The suspension of the head of the drugs squad (Ykan) following accusations made by prison director Anna Aristotelous, has been extended until September 15, the Justice Minister Stefi Drakou announced late on Monday.

The announcement specifically states that Drakou was informed by the Attorney General that the criminal investigator Achilleas Emilianidis requested and was given an extension until September 15, 2022, to complete the investigation.

“Acting within the framework of its responsibilities and after taking into account the positions of the senior police officer, as well as all the evidence before it and the principles and criteria formulated by the case law, it decided to extend its availability until September 15, 2022, with the aim of ensuring the integrity, effectiveness of the investigation and the protection of public interest,” the statement said.

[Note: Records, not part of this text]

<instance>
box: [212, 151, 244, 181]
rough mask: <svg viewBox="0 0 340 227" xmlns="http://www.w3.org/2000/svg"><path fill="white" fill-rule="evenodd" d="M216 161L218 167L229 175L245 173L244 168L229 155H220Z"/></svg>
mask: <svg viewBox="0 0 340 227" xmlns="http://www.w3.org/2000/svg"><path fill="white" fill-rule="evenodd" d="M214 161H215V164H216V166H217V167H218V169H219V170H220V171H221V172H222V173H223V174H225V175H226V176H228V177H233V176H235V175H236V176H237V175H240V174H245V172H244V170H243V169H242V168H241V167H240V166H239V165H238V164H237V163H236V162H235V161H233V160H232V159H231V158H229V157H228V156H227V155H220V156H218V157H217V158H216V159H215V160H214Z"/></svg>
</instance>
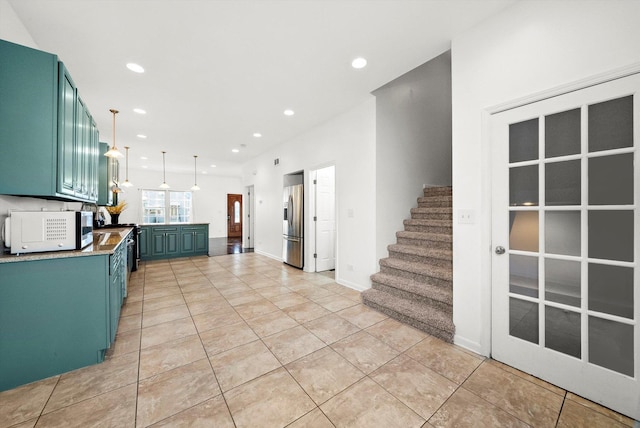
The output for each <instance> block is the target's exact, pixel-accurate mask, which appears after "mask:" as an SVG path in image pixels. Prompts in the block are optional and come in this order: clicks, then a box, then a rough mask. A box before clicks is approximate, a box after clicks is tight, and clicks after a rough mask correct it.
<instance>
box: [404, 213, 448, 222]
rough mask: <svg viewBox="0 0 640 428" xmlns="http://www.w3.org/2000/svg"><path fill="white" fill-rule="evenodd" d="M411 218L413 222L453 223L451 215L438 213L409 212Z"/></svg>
mask: <svg viewBox="0 0 640 428" xmlns="http://www.w3.org/2000/svg"><path fill="white" fill-rule="evenodd" d="M411 218H412V219H413V220H448V221H453V215H452V214H451V213H450V212H448V213H440V212H413V211H412V212H411Z"/></svg>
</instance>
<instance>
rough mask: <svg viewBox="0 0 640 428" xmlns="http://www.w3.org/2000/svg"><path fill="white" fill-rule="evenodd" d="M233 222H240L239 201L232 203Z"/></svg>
mask: <svg viewBox="0 0 640 428" xmlns="http://www.w3.org/2000/svg"><path fill="white" fill-rule="evenodd" d="M233 222H234V223H240V202H238V201H235V202H234V203H233Z"/></svg>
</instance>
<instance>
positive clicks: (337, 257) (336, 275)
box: [305, 163, 338, 278]
mask: <svg viewBox="0 0 640 428" xmlns="http://www.w3.org/2000/svg"><path fill="white" fill-rule="evenodd" d="M331 167H333V184H334V186H333V197H334V211H335V213H334V216H335V227H334V232H333V257H334V260H335V262H334V271H335V272H336V278H337V272H338V257H337V249H338V216H337V213H338V209H337V180H336V165H335V163H327V164H322V166H317V167H314V168H313V169H310V170H309V177H308V180H309V186H308V188H309V191H308V195H309V218H307V219H306V220H305V221H308V222H309V224H311V227H310V228H309V244H308V245H309V253H310V254H311V258H312V259H313V270H312V271H311V272H317V271H318V266H317V263H316V262H317V259H316V258H315V257H313V255H314V254H316V250H317V243H318V239H317V236H318V235H317V233H318V231H317V222H316V221H315V220H314V217H316V216H317V210H318V206H317V192H316V190H317V189H316V184H315V183H314V181H315V180H316V176H317V172H318V171H319V170H321V169H325V168H331ZM309 265H311V263H309Z"/></svg>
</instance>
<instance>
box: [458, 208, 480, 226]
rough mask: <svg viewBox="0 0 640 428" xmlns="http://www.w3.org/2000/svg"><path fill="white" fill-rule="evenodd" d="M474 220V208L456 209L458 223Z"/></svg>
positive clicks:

According to the statement, if the investigation of the independent criminal investigator is completed before September 15, then the suspension will be lifted accordingly.

The row exploded in mid-June when Aristotelous alleged that a senior police officer – later reported to be the head of the drugs squad – was colluding with an inmate to secure damaging footage of her and her assistant.

Emilianides said that his report into the matter is due by September 15, and he is still working on the report as there are some loose-ends in the investigations to tie up.

The suspension of the Ykan officer was initially supposed to expire on September 2, after which Drakou was expected to decide if it would be extended.

The officer was suspended in June by the minister, and the Cyprus News Agency said she will wait for Emilianides’ report to take further decisions.

In June, Aristotelous filed a formal complaint, through her lawyers, against the senior police officer.

“My lawyers have hand-delivered my complaints to the attorney-general, alongside all of the relevant evidence regarding the actions of a senior officer that were intended to harm me, and which we believe constitute a blatant act of corruption, more so because they were committed by a member of the police,” Aristotelous told reporters after the demonstration.

“We are talking about a senior officer who did not hesitate to use his influence, abusing his power, and no one can question any such action during the investigation”.

The accusations also led to a second investigation, which will see a team appointed by the deputy attorney general investigate allegations of drug and mobile phone use in prison.

Aristotelous and the unit’s senior officer Athina Demetriou asked to be transferred from their positions a day after the second investigation was announced.